En dix ans, le Comptoir des Mines a profondément renouvelé le paysage artistique marocain et fait émerger une nouvelle génération d’artistes contemporains. Reconnue internationalement, la galerie contribue aussi à écrire une page de l’histoire de l’art au Maroc, en permettant au public de redécouvrir les artistes modernes.

Si l’on revient dix ans en arrière, beaucoup se souviennent du vide laissé par la disparition de la Biennale de Marrakech ou de la  Marrakech Art Fair créée en 2010 par Hicham Daoudi, fondateur de Art Holding Morocco et du Comptoir des Mines. La possibilité de transformer alors Marrakech en hub artistique et cœur névralgique du marché de l’art au Maroc connaissait ses premiers frémissements. C’est conscient de ce potentiel que Hicham Daoudi, qui reconnaît avoir très tôt été séduit par « des galeries institutionnelles telles que Thaddaeus Ropac ou Daniel Templon », choisit d’investir l’espace du Comptoir des Mines : un ancien bâtiment Art déco d’une superficie de 1500 m2 construit en 1932, ayant abrité une ancienne société de négoces en produits miniers.
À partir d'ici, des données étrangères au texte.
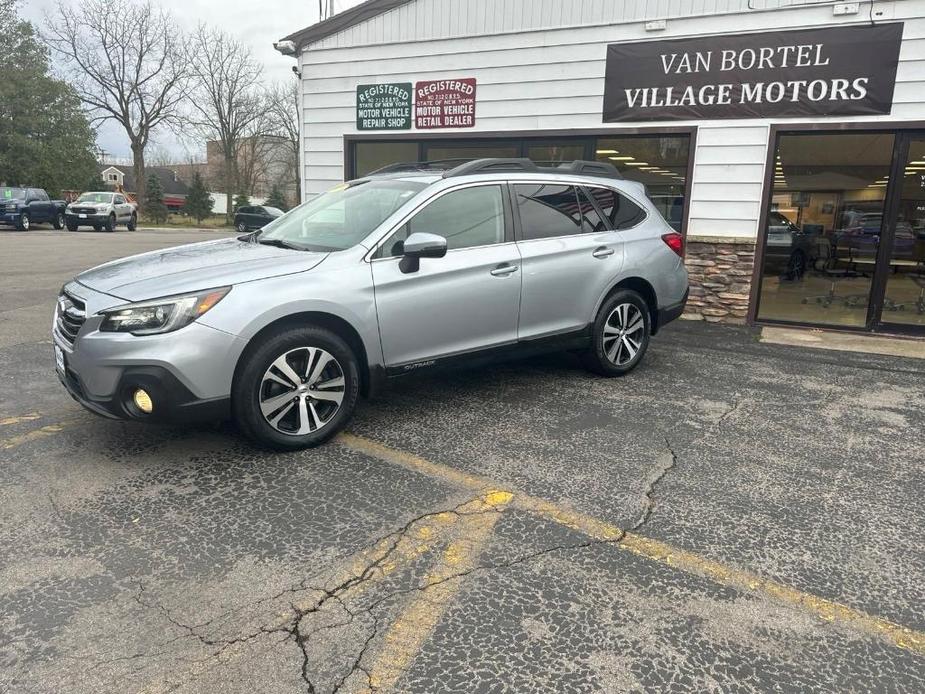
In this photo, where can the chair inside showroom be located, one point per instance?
(825, 265)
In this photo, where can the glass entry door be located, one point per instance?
(901, 269)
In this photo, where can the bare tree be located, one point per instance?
(284, 111)
(127, 63)
(226, 103)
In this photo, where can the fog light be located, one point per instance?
(143, 401)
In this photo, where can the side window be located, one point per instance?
(548, 210)
(465, 218)
(622, 212)
(591, 220)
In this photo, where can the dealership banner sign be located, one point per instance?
(384, 106)
(836, 71)
(444, 104)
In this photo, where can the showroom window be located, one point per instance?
(823, 228)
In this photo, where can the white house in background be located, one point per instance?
(784, 138)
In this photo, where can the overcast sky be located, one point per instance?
(256, 22)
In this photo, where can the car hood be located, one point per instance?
(195, 266)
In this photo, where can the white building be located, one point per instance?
(784, 138)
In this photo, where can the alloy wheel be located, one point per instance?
(302, 391)
(624, 333)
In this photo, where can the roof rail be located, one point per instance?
(491, 166)
(591, 168)
(451, 168)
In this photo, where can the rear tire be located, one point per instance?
(620, 335)
(315, 362)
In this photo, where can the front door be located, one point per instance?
(463, 302)
(900, 289)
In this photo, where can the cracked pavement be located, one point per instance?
(732, 516)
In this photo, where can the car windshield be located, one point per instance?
(342, 217)
(95, 197)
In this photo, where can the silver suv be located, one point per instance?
(402, 271)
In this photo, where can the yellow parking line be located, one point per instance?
(43, 432)
(6, 421)
(411, 629)
(827, 610)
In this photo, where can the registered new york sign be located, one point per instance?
(384, 106)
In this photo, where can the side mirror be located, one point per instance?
(420, 245)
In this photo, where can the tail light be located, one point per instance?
(675, 242)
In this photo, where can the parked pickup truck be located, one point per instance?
(23, 207)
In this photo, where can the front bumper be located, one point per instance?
(188, 373)
(86, 219)
(173, 402)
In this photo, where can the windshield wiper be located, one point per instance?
(280, 243)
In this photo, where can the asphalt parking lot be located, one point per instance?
(732, 516)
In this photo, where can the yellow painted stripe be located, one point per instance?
(35, 434)
(414, 625)
(7, 421)
(827, 610)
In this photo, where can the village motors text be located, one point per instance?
(746, 60)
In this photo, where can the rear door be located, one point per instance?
(571, 256)
(463, 302)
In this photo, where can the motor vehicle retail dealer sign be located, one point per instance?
(384, 106)
(835, 71)
(444, 104)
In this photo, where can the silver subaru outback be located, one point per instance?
(400, 272)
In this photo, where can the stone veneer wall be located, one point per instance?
(720, 272)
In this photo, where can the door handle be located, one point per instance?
(504, 270)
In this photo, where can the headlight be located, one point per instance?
(160, 315)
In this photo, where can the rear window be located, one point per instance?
(622, 212)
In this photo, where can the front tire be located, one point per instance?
(296, 389)
(620, 335)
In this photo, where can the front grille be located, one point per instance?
(70, 316)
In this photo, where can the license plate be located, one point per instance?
(59, 359)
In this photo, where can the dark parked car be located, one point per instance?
(23, 207)
(790, 249)
(255, 217)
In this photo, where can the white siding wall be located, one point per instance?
(533, 77)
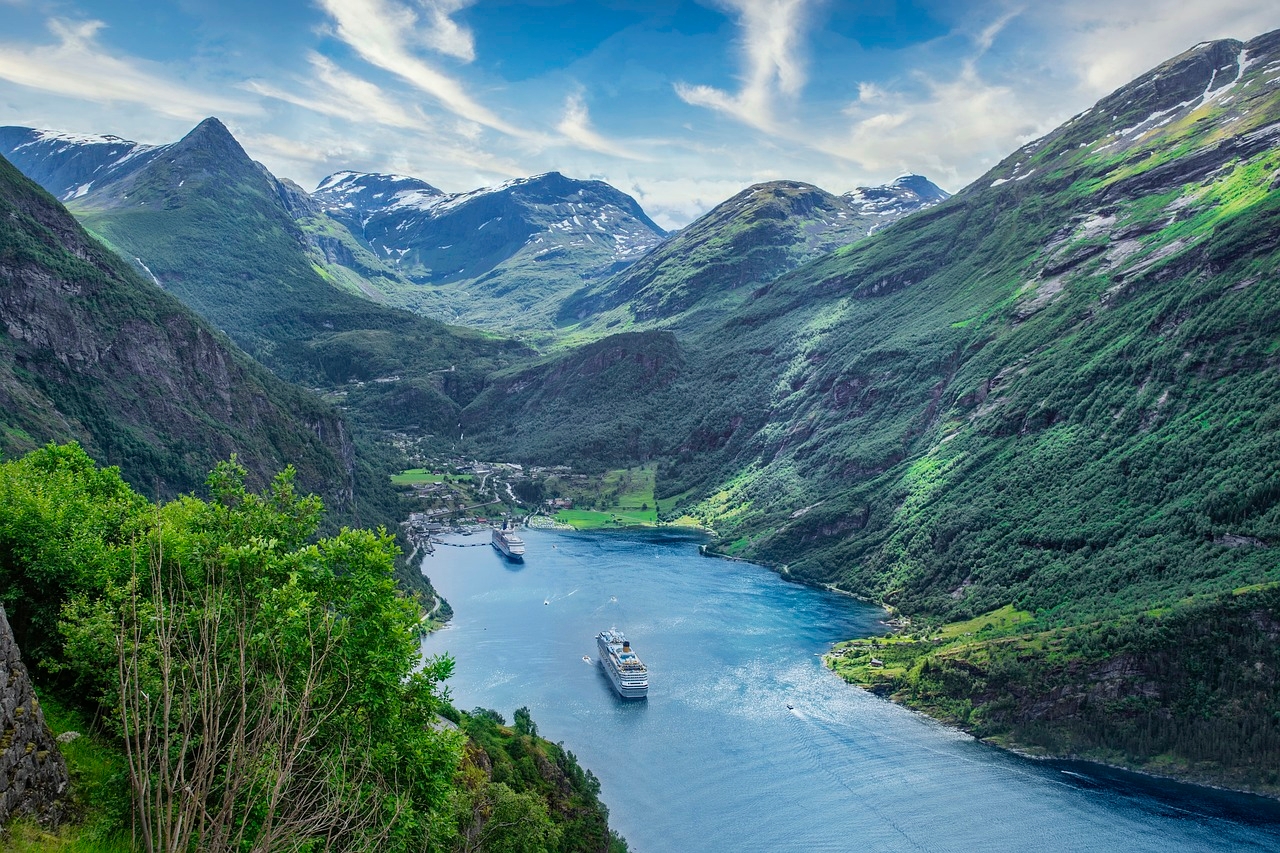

L’idée paraît à certains quelque peu démesurée, mais force est de constater, 10 ans plus tard, que la galerie a non seulement réussi à s’implanter dans le tissu local mais aussi à acquérir une reconnaissance internationale, comme en témoignent ses participations à différentes foires telles que Art Dubaï ou Zsonamaco México Arte Contemporáneo.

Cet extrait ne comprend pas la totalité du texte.